1Energy Research Centre, Panjab University, Chandigarh 160014, India
2Dr. S. S. Bhatnagar University Institute of Chemical Engineering and Technology, Panjab University, Chandigarh 160014, India

Received 29 April 2013; Accepted 14 July 2013

Academic Editors: A. Aghamohammadi, A. Sanyal, and F. Sugino

Copyright © 2013 Parul Aggarwal and Urvashi Gupta. This is an open access article distributed under the Creative Commons Attribution License, which permits unrestricted use, distribution, and reproduction in any medium, provided the original work is properly cited.

Abstract

The paper deals with the theoretical investigation of the effect of dust/suspended particles on a layer of electrically conducting micropolar fluid heated and dissolved from below in the presence of a uniform vertical magnetic field in a porous medium.
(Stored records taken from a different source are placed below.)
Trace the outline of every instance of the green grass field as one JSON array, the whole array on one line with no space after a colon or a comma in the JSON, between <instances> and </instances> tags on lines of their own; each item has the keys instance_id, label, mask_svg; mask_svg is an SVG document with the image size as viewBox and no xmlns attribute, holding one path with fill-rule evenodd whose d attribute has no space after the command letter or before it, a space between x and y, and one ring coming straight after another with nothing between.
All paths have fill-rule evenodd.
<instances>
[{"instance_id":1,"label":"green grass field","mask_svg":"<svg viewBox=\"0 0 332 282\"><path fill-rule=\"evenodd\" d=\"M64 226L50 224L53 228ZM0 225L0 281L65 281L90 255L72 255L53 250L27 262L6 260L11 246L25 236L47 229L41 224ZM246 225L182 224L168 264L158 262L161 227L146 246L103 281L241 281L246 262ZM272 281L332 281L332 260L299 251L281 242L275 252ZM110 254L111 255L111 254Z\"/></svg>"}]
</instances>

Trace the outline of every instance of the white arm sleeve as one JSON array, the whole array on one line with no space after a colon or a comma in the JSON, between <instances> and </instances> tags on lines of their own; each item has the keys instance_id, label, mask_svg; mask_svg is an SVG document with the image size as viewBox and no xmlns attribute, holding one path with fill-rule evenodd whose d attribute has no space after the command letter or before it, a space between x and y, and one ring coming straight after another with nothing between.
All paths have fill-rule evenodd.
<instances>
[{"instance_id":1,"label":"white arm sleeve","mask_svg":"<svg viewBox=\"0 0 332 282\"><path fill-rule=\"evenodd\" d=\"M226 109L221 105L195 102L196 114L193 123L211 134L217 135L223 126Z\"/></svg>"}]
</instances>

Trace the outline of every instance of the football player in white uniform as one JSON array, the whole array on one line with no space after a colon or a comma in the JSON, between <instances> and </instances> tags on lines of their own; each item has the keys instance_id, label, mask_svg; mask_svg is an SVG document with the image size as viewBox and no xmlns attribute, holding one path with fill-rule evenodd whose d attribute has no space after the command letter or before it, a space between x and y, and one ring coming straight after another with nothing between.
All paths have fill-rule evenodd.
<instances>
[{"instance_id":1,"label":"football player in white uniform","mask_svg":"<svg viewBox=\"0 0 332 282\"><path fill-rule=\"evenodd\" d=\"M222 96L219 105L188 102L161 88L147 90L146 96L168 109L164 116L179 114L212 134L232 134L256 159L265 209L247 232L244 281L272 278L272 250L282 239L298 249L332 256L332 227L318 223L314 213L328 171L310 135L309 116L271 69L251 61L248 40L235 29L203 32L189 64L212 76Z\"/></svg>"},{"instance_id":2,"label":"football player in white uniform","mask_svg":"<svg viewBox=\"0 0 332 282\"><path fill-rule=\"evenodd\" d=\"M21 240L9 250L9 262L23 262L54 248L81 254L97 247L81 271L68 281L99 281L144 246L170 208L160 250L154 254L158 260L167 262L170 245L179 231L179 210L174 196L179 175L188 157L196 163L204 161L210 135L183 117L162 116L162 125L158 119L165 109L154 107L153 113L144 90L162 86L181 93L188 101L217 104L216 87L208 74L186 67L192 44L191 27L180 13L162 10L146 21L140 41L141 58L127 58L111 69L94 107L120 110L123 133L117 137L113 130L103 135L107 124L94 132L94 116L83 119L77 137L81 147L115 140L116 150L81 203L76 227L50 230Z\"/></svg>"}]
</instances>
The presence of coupling between thermosolutal and micropolar effects and magnetic field brings oscillatory motions in the system. A dispersion relation governing the effects of solute gradient, magnetic field, and suspended particles is obtained for a fluid layer contained between two free boundaries using linear stability theory and normal mode technique. Graphs have been plotted by giving numerical values to various parameters involved to depict the stability characteristics for both cases of stationary convection and overstability. It has been found that, for permissible values of various parameters under consideration, the effect of magnetic field and solute gradient is stabilizing and that of medium permeability, suspended particles, and micropolar coefficient is destabilizing. Further it is found that the Rayleigh number for overstability is always less than that for stationary convection except for high values of suspended particle factor.